Un momento de reflexión...

Emailgelio 331 del 20 de mayo de 2018 – Pentecostés (B)

Un Espíritu activo hoy

Al anochecer de aquel día, el día primero de la semana, estaban los discípulos en una casa con las puertas cerradas, por miedo a los judíos; en esto entró Jesús, se puso en medio y les dijo: “Paz a vosotros”. Y diciendo esto, les enseñó las manos y el costado. Y los discípulos se llenaron de alegría al ver al Señor. Jesús repitió: “Paz a vosotros. Como el Padre me ha enviado, así también os envío yo”.

Y dicho esto, exhaló su aliento sobre ellos y les dijo: “Recibid el Espíritu Santo; a quienes les perdonéis los pecados les quedan perdonados; a quienes se los retengáis les quedan retenidos”. (Jn 20, 19-23)

 

            Dice el teólogo dominico Martín Gelabert: “El Espíritu es siempre el mismo. Pero en cada uno se manifiesta de forma diferente. Porque el Espíritu Santo, al unirse a nuestro espíritu, se adapta a nuestro espíritu. El Espíritu Santo nunca anula a la persona, actúa a través de nuestra personalidad, de nuestras capacidades y de nuestra imaginación. En este sentido habría que decir que el Espíritu está continuamente evolucionando”.

            Esa flexibilidad del Espíritu permite seguir a Jesús en circunstancias y tiempos nuevos, recrear sin abandonar ni traicionar el mensaje de Jesús. La fidelidad al Espíritu hace posible vivir las actitudes fundamentales de Jesús en circunstancias y contextos siempre nuevos y distintos. Nos impide caer en el fundamentalismo anacrónico y en el falso moralismo inhumano.

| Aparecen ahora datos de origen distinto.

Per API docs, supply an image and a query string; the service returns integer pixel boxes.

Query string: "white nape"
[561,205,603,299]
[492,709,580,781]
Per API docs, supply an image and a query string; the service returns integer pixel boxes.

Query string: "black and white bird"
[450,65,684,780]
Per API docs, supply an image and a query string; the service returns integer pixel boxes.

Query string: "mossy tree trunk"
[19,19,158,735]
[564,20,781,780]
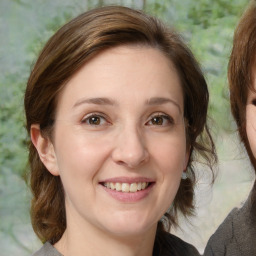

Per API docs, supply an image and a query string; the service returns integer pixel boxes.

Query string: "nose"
[112,125,149,168]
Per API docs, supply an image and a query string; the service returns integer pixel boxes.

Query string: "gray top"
[32,242,63,256]
[204,196,256,256]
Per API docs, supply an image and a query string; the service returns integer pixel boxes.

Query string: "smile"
[103,182,150,193]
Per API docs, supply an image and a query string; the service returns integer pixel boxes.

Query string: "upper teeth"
[103,182,149,193]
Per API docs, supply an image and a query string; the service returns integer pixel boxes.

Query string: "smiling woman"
[25,4,216,256]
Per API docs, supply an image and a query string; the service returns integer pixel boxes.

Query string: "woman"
[204,1,256,256]
[25,7,215,256]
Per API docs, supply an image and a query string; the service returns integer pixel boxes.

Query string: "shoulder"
[154,231,200,256]
[32,242,62,256]
[204,194,256,256]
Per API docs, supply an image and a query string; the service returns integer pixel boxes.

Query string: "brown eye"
[88,116,100,125]
[82,114,108,126]
[147,114,173,126]
[151,116,164,125]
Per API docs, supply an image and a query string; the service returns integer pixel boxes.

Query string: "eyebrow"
[73,97,181,113]
[73,98,116,108]
[147,97,181,113]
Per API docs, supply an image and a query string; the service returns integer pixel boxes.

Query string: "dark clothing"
[204,196,256,256]
[32,232,200,256]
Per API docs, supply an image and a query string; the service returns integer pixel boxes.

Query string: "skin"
[246,74,256,157]
[31,46,189,256]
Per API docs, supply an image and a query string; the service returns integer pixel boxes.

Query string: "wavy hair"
[24,6,216,243]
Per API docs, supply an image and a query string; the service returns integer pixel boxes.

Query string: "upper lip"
[100,177,154,184]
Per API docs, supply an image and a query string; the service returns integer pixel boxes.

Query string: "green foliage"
[0,75,27,175]
[0,0,252,255]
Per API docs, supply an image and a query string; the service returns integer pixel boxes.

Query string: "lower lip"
[101,183,154,203]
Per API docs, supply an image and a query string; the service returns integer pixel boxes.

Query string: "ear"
[183,147,191,171]
[30,124,59,176]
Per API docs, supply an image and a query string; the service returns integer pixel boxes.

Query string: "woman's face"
[37,46,188,236]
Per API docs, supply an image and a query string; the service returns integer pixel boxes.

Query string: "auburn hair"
[228,0,256,214]
[24,6,216,243]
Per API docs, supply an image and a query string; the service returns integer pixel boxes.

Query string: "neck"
[54,218,156,256]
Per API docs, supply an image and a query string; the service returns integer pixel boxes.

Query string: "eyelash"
[146,113,174,126]
[81,113,109,126]
[81,113,174,126]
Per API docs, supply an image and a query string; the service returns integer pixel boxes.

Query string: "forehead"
[58,46,183,111]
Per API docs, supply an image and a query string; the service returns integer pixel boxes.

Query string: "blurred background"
[0,0,254,256]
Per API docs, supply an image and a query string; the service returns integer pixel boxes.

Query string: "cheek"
[148,135,186,174]
[53,129,110,179]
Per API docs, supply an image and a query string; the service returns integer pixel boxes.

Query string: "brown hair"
[24,6,216,243]
[228,0,256,212]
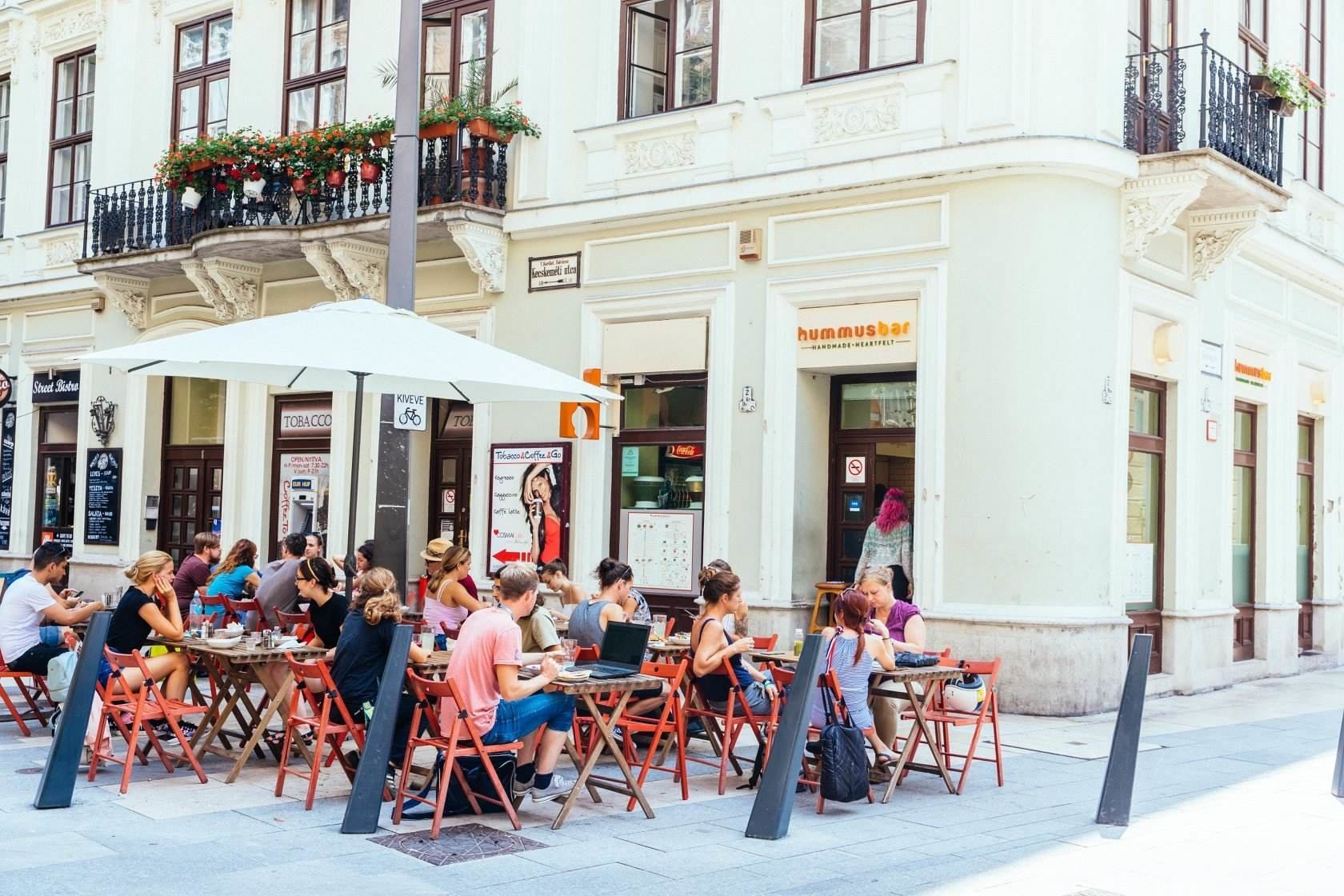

            El Espíritu hoy es el mismo Espíritu que condujo a Jesús. En ese sentido nos “ata” a Jesús, no va a conducirnos por caminos contrarios a los que recorrió Jesús. Pero, al mismo tiempo, “nos ‘desata’ al abrirnos siempre a nuevas virtualidades de lo dicho y hecho por Jesús” (Julio Lois, 1935-2011).

            El Espíritu siempre actúa buscando el bien. Se hace presente en los  esfuerzos por una vida más humana en todos los sentidos. Actúa dentro y fuera de la Iglesia. Como sigue diciendo Martín Gelabert, el Espíritu “mueve a los cristianos que se comprometen para lograr una política más limpia y mueve a los políticos no cristianos que denuncian la corrupción. Mueve a los sacerdotes, a los religiosos y religiosas, a los laicos y laicas que animan ONGs en beneficio de los inmigrantes sin papeles y mueve a los no cristianos que reclaman leyes más en consonancia con la dignidad de todas las personas. Mueve al policía que ayuda a los náufragos y al fraile que les surte de mantas y alimentos. Mueve a la enfermera que, discretamente, sabe consolar, y a la maestra que dedica su tiempo libre a ayudar a un alumno con dificultades.

            La obra del Espíritu nunca es fácil; a veces parece muy lenta. Choca con el pecado y la limitación humana. Aun así, el Espíritu, de forma suave y callada, sigue introduciéndose por las más pequeñas rendijas, mantiene viva la llama de la inconformidad, produce novedades inesperadas”.

            La acción del aliento del Espíritu puede parecerse más al susurro de una brisa que al ímpetu de un huracán porque se da de ordinario en la normalidad de cada día. Como dice el filósofo vienés Ludwig Wittgenstein (1889-1951), “los aspectos de las cosas más importantes para nosotros están ocultos por su simplicidad y cotidianidad (se puede no contar con algo porque siempre está ante nuestros ojos)”.